Open Journal of Antennas and Propagation
Vol.03 No.03(2015), Article ID:59738,7 pages
10.4236/ojapr.2015.33003

Multiband LTE-A/WWAN Antenna for a Tablet

Wael S. Elshennawy1, E. A. Hashish2, A. M. Attiya3

1Orange, Cairo, Egypt

2Electrical and Electronics Communications Engineering, Cairo University, Giza, Egypt

3Microwave Engineering Department, Electronics Research Institute, Giza, Egypt

Email: wael.Elshennawy@orange.com, essamhh@ieee.com, attiya@eri.sci.org

Copyright © 2015 by authors and Scientific Research Publishing Inc.

This work is licensed under the Creative Commons Attribution International License (CC BY).

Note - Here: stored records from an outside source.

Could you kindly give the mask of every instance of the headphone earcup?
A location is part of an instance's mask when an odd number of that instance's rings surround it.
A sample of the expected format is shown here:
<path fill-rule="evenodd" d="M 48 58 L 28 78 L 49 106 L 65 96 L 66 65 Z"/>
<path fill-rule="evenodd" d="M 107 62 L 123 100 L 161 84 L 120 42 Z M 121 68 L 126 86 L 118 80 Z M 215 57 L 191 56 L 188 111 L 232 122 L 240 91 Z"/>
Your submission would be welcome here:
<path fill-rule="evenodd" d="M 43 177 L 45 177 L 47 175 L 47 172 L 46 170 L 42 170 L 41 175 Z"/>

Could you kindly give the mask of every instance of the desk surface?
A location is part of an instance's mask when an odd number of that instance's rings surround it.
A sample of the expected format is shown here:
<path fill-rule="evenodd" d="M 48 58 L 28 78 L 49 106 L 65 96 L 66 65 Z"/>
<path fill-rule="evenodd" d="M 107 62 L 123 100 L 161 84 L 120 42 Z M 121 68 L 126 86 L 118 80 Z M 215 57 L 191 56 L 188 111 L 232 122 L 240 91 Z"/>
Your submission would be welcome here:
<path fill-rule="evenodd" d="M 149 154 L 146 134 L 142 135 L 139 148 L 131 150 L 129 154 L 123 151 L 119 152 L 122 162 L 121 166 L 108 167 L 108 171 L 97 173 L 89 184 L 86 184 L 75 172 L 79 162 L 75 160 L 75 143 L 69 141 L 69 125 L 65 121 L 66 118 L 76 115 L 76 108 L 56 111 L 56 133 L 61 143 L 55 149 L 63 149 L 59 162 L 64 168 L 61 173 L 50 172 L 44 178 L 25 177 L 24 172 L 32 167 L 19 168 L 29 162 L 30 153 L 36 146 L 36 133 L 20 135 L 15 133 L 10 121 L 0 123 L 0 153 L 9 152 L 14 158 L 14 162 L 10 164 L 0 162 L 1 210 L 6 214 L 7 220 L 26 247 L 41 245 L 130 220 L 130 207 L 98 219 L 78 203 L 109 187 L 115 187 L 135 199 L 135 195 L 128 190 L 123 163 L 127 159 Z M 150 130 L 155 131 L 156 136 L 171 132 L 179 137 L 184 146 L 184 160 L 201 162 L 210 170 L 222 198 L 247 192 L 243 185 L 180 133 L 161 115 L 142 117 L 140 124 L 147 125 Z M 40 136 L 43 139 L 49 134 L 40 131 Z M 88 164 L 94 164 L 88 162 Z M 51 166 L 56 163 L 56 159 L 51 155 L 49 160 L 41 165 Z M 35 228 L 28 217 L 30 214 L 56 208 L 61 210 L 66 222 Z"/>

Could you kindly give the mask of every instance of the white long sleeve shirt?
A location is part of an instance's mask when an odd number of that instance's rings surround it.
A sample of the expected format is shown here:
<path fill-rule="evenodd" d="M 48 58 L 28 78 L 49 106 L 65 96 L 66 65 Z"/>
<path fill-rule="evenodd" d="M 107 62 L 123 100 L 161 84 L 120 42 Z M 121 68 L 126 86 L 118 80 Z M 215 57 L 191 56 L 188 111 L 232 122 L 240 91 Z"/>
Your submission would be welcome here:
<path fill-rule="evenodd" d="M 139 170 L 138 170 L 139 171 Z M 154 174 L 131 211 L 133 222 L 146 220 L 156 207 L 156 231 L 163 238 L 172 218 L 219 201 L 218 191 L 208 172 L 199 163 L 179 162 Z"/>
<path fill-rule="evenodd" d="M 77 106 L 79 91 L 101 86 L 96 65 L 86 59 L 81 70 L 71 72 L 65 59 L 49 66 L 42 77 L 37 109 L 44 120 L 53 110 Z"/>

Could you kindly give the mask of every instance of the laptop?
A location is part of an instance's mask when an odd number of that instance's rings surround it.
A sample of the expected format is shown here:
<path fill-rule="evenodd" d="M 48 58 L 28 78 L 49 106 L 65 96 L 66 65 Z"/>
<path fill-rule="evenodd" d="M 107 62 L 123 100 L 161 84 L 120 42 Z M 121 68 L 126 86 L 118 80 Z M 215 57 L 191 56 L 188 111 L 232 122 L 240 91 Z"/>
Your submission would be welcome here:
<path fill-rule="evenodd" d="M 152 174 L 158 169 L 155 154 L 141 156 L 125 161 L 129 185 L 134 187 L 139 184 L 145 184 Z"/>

http://creativecommons.org/licenses/by/4.0/

Received 13 August 2015; accepted 18 September 2015; published 21 September 2015

ABSTRACT

In this paper, an internal multiband antenna is proposed for LTE-A/WWAN wireless applications in tablet computer. The proposed antenna is configured to have two branch radiators. These two branch radiators are a U-shaped driven monopole and a nonuniform wrapped inverted U-shaped monopole. The impedance bandwidths across dual operating bands are 89.7 MHz and 4185 MHz at the LTE-A/WWAN bands. Various techniques, such as branching and parasitic element are used to enhance the antenna’s bandwidth, the matching, and the size of the proposed antenna. The antenna is presented on an area of 50 × 15 mm2. Experimental results of this antenna show nearly omni-directional coverage and stable gain variation across the LTE-A/WWAN bands.

Keywords:

Long Term Evolution (LTE), Mobile Antennas, Tablet Computer Antennas, Monopole Antenna, Dual Wide Bands, Portable Devices, WWAN/LTE Antenna

1. Introduction

One of the main advantages of Long Term Evolution Advanced (LTE-A) which makes it a good candidate for 4G wireless communication is the large bandwidth. The candidate deployment frequency bands of LTE-A proposed by World Radio Conference in 2007 (WRC07) include 450 MHz - 470 MHz, 698 MHz - 787 MHz, 790 MHz - 862 MHz, 2.3 GHz - 2.4 GHz, 3.4 GHz - 4.2 GHz, 4.4 GHz - 4.99 GHz [1] . LTE-A provides much higher data rate for real-time voice and data transmission than WWAN operation. This is the motivation for different researchers to introduce different LTE antenna configurations which are suitable to be integrated with mobile wireless systems like tablet and laptop computers. The challenge in this case is the wide operating bandwidth and the limited size which can be reserved for the antenna. Thus the required antenna should be compact and low profile [2] - [4] .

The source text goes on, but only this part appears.